「部屋が借りられない」1人暮らしの高齢者 苦しい賃貸事情 100歳時代の歩き方

AI要約

高齢者が賃貸住宅への入居を断られるケースが後を絶たない。大家の約7割が高齢者に住宅を貸すことに拒否感があるという現状について報告。

1人暮らしの高齢者が住居探しで困難を抱える現状や、孤独死や残された物の処理への懸念がある背景について述べられている。

支援法人や民間のサービスを活用し、高齢者が安心して住居を見つけるための取り組みについて報告。

「部屋が借りられない」1人暮らしの高齢者 苦しい賃貸事情 100歳時代の歩き方

1人暮らしの高齢者が賃貸住宅への入居を断られるケースが後を絶たない。国土交通省の調査によると、大家の約7割が高齢者に住宅を貸すことに拒否感があるという。孤独死などのリスクへの懸念があるとみられる。1人暮らしの高齢者は増加の一途で、対策は急務だ。

東京都内の分譲マンションに賃貸で住んでいた自営業の74歳の男性は昨年6月に妻に先立たれ、1人で暮らしていた。今年4月、部屋の所有者から「売却する」と立ち退きを求められた。男性は不動産会社で部屋を探したが、希望した3つの物件はいずれも断られた。

「都営住宅も条件に合う物件は空きがないようで、もうだめだと思った」

男性は役所に紹介された居住支援法人「高齢者住まい相談室こたつ」(東京都立川市)に駆け込んだ。

居住支援法人は都道府県から指定を受け、住まいの確保が困難な高齢者などの入居を支援する。高齢者住まい相談室こたつは、デイサービスなどを運営する「こたつ生活介護」が平成29年に開設。松田朗室長は「身寄りのない1人暮らしの高齢者の住居探しはハードルが高い」と話す。

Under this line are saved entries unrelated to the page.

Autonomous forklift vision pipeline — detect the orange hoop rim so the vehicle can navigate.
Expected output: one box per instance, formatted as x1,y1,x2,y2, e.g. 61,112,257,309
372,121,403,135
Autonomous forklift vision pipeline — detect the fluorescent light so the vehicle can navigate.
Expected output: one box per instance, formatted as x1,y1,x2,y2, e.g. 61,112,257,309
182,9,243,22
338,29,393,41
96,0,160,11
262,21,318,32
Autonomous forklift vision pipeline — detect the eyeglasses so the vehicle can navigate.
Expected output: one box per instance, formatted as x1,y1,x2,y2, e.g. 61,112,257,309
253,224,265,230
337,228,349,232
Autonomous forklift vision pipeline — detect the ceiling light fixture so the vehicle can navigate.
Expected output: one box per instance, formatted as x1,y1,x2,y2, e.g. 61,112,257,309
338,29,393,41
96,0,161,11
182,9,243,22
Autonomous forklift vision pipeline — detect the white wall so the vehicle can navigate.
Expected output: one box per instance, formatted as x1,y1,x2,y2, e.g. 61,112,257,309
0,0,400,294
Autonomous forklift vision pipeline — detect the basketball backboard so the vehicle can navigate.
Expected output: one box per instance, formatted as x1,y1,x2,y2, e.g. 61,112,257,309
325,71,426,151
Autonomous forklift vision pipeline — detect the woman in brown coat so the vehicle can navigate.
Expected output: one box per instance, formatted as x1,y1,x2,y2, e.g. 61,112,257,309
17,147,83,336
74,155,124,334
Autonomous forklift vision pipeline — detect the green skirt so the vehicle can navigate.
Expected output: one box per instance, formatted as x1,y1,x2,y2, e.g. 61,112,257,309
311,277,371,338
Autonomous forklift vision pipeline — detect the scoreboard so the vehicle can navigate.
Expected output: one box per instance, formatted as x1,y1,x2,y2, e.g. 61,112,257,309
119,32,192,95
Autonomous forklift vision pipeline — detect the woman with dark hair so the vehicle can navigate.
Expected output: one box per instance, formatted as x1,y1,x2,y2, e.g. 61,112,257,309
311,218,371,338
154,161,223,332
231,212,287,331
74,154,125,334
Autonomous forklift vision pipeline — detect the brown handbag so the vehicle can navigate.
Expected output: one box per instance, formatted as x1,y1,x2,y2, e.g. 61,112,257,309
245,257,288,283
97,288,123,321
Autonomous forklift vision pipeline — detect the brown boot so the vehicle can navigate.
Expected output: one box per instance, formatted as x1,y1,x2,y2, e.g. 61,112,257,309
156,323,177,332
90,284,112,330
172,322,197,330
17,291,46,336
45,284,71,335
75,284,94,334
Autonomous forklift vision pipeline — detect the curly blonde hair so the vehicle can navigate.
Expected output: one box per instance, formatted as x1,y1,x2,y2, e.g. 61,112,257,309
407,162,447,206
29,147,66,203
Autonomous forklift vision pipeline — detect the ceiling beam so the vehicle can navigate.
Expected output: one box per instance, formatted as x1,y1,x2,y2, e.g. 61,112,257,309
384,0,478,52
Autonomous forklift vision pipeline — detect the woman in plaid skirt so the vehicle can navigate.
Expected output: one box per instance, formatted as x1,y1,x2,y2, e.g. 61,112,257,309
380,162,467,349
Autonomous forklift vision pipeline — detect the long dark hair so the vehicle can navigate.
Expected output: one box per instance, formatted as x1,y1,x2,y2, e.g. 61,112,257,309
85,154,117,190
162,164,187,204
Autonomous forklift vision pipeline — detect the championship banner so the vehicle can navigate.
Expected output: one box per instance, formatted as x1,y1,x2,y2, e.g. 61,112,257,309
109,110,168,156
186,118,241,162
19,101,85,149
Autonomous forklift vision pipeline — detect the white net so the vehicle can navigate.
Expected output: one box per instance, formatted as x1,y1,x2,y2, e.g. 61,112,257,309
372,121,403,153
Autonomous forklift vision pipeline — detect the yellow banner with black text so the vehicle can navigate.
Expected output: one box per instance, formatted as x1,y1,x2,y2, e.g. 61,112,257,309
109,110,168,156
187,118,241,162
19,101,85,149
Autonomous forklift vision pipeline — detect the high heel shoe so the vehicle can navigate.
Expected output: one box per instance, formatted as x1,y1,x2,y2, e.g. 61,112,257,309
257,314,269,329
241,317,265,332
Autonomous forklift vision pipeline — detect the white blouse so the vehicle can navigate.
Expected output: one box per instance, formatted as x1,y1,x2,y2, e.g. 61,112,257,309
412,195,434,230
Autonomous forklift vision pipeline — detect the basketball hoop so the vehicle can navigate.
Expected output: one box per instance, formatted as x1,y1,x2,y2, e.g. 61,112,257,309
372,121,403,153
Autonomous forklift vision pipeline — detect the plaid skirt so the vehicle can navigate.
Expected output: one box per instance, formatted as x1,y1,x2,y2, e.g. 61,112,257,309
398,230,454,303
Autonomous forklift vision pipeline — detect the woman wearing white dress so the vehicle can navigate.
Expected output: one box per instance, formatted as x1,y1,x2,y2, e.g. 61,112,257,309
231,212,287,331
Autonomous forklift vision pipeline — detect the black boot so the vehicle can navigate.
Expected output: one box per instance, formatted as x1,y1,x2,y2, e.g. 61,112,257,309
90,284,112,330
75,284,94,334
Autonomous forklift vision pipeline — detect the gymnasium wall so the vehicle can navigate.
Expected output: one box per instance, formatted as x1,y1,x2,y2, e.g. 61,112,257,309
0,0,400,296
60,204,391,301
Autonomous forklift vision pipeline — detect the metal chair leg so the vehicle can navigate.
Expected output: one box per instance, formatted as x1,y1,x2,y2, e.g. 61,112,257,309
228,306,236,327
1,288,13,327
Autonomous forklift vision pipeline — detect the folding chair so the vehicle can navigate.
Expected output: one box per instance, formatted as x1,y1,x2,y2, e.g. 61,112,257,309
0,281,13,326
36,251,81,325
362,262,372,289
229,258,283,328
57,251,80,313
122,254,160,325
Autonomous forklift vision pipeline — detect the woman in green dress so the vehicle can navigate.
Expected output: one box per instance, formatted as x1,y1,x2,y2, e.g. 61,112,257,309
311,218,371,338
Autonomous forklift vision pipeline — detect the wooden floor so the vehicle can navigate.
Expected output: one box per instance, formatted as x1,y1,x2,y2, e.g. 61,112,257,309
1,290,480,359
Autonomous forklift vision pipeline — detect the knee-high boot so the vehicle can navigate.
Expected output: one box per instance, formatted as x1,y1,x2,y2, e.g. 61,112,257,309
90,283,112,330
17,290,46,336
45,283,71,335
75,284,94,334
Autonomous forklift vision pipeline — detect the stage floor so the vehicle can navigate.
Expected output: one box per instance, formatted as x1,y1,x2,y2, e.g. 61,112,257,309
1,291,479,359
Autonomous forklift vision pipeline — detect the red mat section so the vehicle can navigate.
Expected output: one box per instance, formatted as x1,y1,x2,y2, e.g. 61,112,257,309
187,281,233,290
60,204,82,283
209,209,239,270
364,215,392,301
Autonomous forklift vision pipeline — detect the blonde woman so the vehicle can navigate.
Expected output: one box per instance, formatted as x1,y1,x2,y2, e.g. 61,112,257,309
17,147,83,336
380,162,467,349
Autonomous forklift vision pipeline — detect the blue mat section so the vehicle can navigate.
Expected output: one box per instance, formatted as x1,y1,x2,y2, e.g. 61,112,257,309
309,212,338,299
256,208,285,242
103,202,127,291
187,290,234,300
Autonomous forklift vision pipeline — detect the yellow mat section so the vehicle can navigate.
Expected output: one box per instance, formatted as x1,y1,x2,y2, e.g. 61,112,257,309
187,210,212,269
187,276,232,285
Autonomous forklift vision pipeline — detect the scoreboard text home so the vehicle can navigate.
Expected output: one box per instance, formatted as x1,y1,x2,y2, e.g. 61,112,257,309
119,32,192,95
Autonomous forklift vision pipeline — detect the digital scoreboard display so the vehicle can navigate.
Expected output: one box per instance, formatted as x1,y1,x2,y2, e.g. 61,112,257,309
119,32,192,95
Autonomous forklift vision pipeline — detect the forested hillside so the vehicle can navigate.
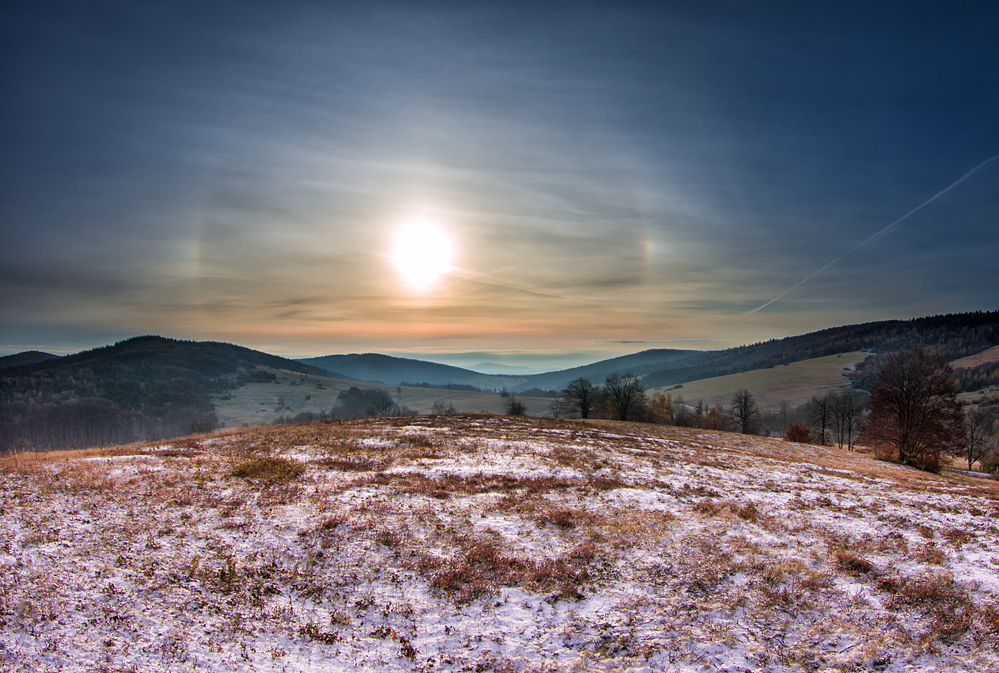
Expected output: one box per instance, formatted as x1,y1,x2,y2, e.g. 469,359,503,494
643,310,999,388
0,336,330,453
513,348,696,391
299,353,511,389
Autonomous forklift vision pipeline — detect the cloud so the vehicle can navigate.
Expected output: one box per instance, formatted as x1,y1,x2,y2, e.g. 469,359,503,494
3,3,999,356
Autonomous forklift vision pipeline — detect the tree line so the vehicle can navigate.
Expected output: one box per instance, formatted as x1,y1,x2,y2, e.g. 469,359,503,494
549,348,999,474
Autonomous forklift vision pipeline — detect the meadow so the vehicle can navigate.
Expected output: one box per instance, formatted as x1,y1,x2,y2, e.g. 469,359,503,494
2,414,997,672
647,351,870,410
211,370,554,428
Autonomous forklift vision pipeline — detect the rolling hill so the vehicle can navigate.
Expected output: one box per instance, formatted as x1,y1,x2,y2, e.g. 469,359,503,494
0,350,59,370
647,351,870,409
210,369,558,429
512,347,697,391
641,310,999,389
0,336,334,453
299,348,701,393
297,353,519,389
300,311,999,394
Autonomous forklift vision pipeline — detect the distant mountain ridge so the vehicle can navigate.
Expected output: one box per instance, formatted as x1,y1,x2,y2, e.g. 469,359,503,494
300,310,999,392
516,348,697,391
469,363,545,375
298,348,701,392
0,350,59,370
297,353,521,390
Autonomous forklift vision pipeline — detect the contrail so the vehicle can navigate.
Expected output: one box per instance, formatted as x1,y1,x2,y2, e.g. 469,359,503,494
745,151,999,315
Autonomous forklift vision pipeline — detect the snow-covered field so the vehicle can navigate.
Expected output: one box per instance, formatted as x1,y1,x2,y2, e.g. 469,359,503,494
2,415,998,672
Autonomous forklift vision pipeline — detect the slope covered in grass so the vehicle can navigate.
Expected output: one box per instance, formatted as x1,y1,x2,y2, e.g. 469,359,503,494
2,416,998,672
648,351,869,409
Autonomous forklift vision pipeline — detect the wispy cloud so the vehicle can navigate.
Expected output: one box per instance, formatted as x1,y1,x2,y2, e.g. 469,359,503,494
2,3,999,359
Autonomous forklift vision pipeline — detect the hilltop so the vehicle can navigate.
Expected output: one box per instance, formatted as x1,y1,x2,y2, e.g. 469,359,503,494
3,415,997,672
297,352,517,389
0,336,333,453
0,351,58,371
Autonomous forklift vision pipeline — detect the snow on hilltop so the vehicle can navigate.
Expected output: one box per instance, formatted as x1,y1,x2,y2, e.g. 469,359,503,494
2,415,998,672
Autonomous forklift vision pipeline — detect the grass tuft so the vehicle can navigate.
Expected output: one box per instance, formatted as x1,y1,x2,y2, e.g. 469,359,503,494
232,456,306,484
833,550,875,575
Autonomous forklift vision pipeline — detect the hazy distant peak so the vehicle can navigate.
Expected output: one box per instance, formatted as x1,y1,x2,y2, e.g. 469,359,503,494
469,362,545,375
0,350,59,371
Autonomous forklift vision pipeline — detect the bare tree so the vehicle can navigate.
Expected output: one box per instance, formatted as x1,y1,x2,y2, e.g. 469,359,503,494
604,373,646,421
831,391,865,450
859,348,965,472
778,400,791,437
809,394,831,445
562,378,597,419
965,407,997,471
731,389,760,435
548,398,567,419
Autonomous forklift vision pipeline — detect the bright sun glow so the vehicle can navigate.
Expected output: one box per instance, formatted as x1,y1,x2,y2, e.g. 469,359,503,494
391,219,454,291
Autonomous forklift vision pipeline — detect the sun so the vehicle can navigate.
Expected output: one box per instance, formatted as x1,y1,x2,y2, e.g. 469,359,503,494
391,219,454,292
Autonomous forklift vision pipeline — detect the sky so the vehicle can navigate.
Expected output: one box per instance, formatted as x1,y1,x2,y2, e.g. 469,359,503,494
2,2,998,370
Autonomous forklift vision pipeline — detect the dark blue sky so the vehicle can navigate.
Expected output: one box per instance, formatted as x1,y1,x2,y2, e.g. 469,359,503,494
2,2,998,365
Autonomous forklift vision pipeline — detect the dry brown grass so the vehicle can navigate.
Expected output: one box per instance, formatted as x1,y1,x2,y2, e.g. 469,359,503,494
357,471,627,500
881,571,977,644
231,456,306,484
414,537,591,604
4,414,998,672
693,498,763,522
313,456,386,471
832,550,876,575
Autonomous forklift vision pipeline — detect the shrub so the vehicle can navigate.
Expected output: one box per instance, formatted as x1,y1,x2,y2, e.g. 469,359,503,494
300,622,339,644
785,422,810,443
734,501,760,521
981,449,999,474
431,399,458,415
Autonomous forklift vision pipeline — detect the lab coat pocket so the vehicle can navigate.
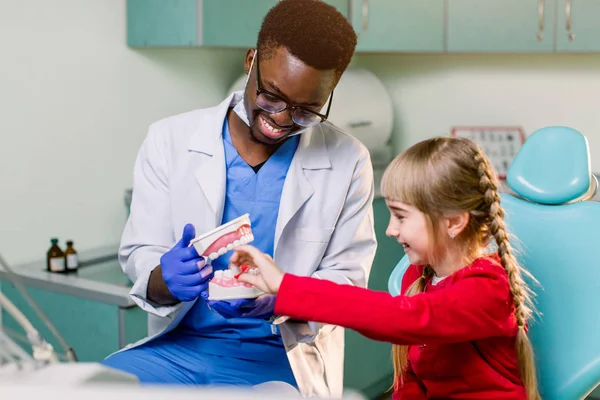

1人暮らしの高齢者は令和2年時点で738万人。22年までには1千万人を超えるとの推計もある。国交省の調査によると、高齢者に対して拒否感がある大家は66%。高齢者の入居を制限する理由は「居室内での死亡事故などに対する不安」が約9割と圧倒的に多かった。孤独死のほか、残された物の処理などの懸念もあるとみられる。日本少額短期保険協会の調査では、孤独死で残された物の処理に平均23万7218円、原状回復に平均39万7158円かかるという。

高齢者ならではのハードルもある。高齢者などの住宅探しを支援する、東京都台東区の「家や不動産」の會田雄一代表取締役によると、年金暮らしや歩行困難のため「家賃5万円以内」「1階またはエレベーター付き」など、条件が厳しくなりがちだという。會田さんは「大家さんや管理会社も生活がかかっている。誰が悪いわけではない。高齢者の住まい探しには公的な支援も必要だ」と話す。

冒頭の男性は介護保険制度を利用しておらず、親族もいないため、まず民間の身元保証サービスを利用。見守りサービスがついた家賃債務保証も契約し、部屋を借りることができた。